I have a field that stores a URL. I want to be able to search the different parts of the URL (delimited by /). Currently, none of the built in analysers split the URL up as I want, so I'm thinking about engaging a pattern tokeniser and using that to analyse URLs.
eg: https://www.domain.com/part1/user@site/part2/part3.jpg
gets split into terms:
https
www.domain.com
part1
user
site
part2
part3
I want it to get split into:
https
www.domain.com
part1
user@site
part2
part3.jpg
so I'm thinking that a patter tokenizer splitting on /
should do it.
However, we also let our users search the _all
field (correctly or incorrectly calling it "Everything" - you get the picture).
I know that the _all
field has its own analyser (in our case, I'm guessing it's the standard one as we haven't defined one). So, if we search the url
field with a given value (eg: user@site) and the _all
field with the same value, the results won't be the same because the analysers behave differently.

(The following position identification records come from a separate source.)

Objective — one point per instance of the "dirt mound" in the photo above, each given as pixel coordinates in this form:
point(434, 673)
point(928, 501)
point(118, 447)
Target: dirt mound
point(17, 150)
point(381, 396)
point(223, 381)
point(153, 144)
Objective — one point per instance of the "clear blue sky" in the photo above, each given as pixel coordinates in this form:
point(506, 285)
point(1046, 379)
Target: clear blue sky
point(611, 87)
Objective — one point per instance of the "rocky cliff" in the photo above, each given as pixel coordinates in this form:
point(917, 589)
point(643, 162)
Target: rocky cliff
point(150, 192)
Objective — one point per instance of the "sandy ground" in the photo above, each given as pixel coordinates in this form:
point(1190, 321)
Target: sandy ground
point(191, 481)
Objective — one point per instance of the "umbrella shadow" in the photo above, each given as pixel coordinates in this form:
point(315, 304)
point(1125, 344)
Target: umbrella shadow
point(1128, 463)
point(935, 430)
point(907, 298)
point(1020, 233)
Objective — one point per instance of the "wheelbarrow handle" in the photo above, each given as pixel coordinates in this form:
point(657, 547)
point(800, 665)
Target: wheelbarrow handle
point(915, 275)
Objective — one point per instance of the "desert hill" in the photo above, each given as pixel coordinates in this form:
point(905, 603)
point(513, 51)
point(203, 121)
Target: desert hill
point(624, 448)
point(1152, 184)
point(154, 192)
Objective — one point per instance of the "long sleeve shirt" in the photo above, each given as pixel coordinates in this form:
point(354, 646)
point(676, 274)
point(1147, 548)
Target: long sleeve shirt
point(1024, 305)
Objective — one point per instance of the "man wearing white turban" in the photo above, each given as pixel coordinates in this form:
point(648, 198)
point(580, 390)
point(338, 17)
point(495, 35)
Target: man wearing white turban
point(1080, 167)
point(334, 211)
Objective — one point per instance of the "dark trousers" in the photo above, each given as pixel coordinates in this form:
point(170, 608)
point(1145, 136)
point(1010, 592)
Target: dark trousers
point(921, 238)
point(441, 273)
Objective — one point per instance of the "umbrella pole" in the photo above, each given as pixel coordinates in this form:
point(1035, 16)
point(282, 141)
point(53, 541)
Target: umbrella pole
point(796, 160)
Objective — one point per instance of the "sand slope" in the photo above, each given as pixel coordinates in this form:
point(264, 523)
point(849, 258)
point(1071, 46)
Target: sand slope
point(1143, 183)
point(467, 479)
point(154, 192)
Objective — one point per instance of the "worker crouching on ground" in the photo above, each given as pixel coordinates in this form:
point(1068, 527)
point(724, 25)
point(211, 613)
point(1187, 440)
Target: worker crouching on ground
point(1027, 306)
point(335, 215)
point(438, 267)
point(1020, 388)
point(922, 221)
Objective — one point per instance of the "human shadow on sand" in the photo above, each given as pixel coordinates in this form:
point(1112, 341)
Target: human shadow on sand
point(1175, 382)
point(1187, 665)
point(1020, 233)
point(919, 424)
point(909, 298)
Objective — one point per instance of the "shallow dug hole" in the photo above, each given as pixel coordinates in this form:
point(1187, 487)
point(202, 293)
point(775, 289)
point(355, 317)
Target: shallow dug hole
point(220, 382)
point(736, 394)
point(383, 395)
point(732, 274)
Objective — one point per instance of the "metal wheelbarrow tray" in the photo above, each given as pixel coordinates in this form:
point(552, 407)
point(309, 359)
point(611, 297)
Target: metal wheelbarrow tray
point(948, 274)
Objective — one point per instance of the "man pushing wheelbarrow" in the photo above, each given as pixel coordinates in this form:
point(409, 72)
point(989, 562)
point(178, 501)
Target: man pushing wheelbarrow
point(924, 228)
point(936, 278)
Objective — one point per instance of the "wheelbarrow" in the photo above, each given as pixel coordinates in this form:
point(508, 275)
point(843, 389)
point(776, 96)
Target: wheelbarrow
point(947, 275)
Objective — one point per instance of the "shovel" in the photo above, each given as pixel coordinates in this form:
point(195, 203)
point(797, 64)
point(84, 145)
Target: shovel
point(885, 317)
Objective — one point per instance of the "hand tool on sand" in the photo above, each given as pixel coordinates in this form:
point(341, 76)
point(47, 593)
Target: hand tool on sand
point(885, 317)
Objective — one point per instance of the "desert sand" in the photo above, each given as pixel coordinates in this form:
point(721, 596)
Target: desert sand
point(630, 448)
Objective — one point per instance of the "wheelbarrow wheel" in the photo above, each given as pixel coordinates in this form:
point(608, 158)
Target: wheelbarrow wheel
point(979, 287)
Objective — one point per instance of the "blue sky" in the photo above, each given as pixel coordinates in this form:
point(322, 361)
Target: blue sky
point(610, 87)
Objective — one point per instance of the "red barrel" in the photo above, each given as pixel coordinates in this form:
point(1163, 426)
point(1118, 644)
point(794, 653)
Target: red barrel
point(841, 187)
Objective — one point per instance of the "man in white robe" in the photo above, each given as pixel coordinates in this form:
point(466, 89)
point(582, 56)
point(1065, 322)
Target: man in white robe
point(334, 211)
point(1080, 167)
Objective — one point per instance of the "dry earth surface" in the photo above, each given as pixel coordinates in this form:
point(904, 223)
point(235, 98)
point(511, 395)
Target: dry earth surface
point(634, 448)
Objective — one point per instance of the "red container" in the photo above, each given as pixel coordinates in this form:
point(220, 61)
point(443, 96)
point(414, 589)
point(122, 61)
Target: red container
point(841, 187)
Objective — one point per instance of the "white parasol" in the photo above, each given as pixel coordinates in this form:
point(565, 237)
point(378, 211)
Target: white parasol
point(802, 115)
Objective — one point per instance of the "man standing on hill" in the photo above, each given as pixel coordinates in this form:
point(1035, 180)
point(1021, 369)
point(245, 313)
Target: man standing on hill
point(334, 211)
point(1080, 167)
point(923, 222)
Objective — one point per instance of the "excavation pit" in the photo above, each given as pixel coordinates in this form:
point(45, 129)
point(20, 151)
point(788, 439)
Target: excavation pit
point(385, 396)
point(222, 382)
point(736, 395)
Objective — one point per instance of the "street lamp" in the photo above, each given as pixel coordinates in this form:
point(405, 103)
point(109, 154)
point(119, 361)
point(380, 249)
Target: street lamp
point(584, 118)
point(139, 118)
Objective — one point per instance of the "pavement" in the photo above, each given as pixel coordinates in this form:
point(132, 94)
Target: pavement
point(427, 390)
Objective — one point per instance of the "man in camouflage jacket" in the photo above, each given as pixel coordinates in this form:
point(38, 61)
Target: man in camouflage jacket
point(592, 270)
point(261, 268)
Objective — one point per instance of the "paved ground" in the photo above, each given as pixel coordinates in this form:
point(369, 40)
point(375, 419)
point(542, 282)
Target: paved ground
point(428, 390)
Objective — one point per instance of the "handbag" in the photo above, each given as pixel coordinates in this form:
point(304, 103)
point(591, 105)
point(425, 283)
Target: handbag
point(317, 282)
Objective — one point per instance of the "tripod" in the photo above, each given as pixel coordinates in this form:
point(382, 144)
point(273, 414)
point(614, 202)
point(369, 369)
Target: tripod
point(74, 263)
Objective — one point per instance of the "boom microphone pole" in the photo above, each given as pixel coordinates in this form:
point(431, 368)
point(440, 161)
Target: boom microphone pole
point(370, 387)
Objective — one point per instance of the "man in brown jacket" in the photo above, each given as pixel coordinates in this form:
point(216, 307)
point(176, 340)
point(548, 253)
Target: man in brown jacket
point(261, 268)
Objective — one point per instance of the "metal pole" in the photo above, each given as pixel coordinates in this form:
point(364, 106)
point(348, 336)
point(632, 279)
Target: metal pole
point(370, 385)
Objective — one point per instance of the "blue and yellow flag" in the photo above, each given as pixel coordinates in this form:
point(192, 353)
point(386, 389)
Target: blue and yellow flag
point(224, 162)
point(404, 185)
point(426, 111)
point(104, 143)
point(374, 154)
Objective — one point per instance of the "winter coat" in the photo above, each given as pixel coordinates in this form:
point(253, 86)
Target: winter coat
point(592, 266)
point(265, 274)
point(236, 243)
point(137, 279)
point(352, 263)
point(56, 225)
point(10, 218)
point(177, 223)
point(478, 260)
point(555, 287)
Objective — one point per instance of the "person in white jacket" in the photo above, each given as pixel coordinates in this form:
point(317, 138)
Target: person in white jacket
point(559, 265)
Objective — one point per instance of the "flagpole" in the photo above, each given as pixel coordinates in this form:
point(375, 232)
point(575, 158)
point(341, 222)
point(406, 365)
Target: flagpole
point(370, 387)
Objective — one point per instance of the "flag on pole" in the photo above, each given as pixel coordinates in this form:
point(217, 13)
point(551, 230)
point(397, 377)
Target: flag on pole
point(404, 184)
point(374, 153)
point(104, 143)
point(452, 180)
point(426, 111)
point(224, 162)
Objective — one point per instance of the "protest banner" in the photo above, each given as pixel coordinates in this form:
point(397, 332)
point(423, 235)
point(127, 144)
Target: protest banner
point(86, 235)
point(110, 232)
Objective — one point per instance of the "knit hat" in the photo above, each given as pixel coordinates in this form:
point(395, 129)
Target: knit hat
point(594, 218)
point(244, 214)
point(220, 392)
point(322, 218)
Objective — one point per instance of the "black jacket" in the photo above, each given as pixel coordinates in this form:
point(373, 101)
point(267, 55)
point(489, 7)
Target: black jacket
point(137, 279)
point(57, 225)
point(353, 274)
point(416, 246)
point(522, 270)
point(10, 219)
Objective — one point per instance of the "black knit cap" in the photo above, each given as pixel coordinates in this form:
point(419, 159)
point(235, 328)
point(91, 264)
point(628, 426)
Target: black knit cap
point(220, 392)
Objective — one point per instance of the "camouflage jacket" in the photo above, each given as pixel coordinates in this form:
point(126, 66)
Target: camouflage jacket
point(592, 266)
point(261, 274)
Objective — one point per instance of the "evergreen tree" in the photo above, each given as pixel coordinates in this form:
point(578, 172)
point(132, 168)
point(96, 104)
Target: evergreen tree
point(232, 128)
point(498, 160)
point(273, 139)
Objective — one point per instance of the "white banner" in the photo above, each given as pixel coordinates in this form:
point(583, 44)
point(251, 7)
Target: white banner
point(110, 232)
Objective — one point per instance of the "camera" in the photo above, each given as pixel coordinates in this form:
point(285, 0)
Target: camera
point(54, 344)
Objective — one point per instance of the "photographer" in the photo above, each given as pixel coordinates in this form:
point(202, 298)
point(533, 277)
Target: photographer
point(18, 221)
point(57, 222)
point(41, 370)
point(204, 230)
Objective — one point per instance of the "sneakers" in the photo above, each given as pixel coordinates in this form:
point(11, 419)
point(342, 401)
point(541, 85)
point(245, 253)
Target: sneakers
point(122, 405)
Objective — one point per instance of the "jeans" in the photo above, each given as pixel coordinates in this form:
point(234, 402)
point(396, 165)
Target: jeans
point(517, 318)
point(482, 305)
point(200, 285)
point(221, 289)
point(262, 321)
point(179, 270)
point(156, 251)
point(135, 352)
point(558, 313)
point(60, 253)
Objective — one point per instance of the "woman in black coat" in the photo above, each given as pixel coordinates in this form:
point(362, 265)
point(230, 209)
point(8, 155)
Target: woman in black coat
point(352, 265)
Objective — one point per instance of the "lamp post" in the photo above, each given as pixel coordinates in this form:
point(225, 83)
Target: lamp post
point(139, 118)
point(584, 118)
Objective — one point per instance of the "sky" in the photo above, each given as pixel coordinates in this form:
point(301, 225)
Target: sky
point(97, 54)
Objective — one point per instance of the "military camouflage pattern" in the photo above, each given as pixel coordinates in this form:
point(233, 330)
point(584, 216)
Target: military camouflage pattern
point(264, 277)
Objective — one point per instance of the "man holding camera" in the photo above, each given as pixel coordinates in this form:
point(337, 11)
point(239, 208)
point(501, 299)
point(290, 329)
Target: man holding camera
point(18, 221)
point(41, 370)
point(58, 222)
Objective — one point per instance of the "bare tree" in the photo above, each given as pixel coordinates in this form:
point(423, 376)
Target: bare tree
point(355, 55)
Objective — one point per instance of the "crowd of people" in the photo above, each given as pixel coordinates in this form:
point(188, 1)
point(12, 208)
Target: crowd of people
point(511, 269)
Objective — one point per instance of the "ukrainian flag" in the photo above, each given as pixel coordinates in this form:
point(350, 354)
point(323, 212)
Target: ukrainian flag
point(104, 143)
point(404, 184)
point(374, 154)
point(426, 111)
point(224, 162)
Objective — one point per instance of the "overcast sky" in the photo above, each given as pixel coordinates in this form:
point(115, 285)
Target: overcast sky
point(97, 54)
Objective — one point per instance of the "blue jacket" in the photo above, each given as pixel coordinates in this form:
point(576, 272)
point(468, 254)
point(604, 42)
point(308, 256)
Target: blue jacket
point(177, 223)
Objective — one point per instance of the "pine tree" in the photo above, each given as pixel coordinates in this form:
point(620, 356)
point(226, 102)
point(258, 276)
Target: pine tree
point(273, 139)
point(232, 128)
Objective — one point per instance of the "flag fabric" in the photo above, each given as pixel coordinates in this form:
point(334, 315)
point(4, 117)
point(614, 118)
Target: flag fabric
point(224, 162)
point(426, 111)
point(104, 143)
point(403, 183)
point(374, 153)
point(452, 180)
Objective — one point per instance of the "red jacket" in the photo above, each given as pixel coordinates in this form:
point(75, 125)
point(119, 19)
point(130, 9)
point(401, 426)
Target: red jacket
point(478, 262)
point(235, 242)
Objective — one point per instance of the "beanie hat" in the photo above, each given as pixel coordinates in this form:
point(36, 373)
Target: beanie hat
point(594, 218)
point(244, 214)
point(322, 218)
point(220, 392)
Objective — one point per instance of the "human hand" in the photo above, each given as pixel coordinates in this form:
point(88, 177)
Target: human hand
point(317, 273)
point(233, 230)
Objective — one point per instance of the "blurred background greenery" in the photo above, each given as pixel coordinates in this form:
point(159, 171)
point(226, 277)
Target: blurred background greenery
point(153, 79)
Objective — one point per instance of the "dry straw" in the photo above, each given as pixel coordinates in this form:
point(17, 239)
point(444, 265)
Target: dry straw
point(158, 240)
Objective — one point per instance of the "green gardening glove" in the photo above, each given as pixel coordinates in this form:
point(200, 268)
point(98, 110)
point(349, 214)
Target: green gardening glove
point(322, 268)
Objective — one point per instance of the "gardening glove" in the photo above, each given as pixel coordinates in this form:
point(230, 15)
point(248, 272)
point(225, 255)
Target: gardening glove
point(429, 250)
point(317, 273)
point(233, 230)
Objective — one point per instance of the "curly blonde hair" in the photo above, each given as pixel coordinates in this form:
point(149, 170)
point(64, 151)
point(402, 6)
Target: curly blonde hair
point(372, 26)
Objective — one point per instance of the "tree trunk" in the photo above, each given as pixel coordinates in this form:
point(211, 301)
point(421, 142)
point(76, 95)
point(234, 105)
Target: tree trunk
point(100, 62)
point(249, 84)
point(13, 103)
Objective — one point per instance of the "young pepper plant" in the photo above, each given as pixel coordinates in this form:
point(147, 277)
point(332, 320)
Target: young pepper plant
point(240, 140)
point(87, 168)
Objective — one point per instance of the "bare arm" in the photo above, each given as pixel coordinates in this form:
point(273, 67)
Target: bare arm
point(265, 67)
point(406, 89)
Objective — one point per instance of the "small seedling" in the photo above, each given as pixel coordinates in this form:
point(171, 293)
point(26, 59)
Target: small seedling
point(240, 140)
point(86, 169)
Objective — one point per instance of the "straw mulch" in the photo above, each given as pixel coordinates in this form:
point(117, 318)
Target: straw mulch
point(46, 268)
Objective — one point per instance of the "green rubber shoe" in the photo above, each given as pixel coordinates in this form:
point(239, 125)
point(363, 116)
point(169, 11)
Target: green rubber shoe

Is this correct? As I understand it, the _all
field is a space-delimited aggregation of all the field values which is then analysed, rather than a list of terms generated by analysing each field using its own analyser. So querying _all
with user@site
will actually search terms user
and site
, and querying url
with the same would be querying user@site
(if we were to employ the pattern tokeniser, as before).
I just want to make sure that I haven't misunderstood anything and my surmise is correct.
Thanks for your help!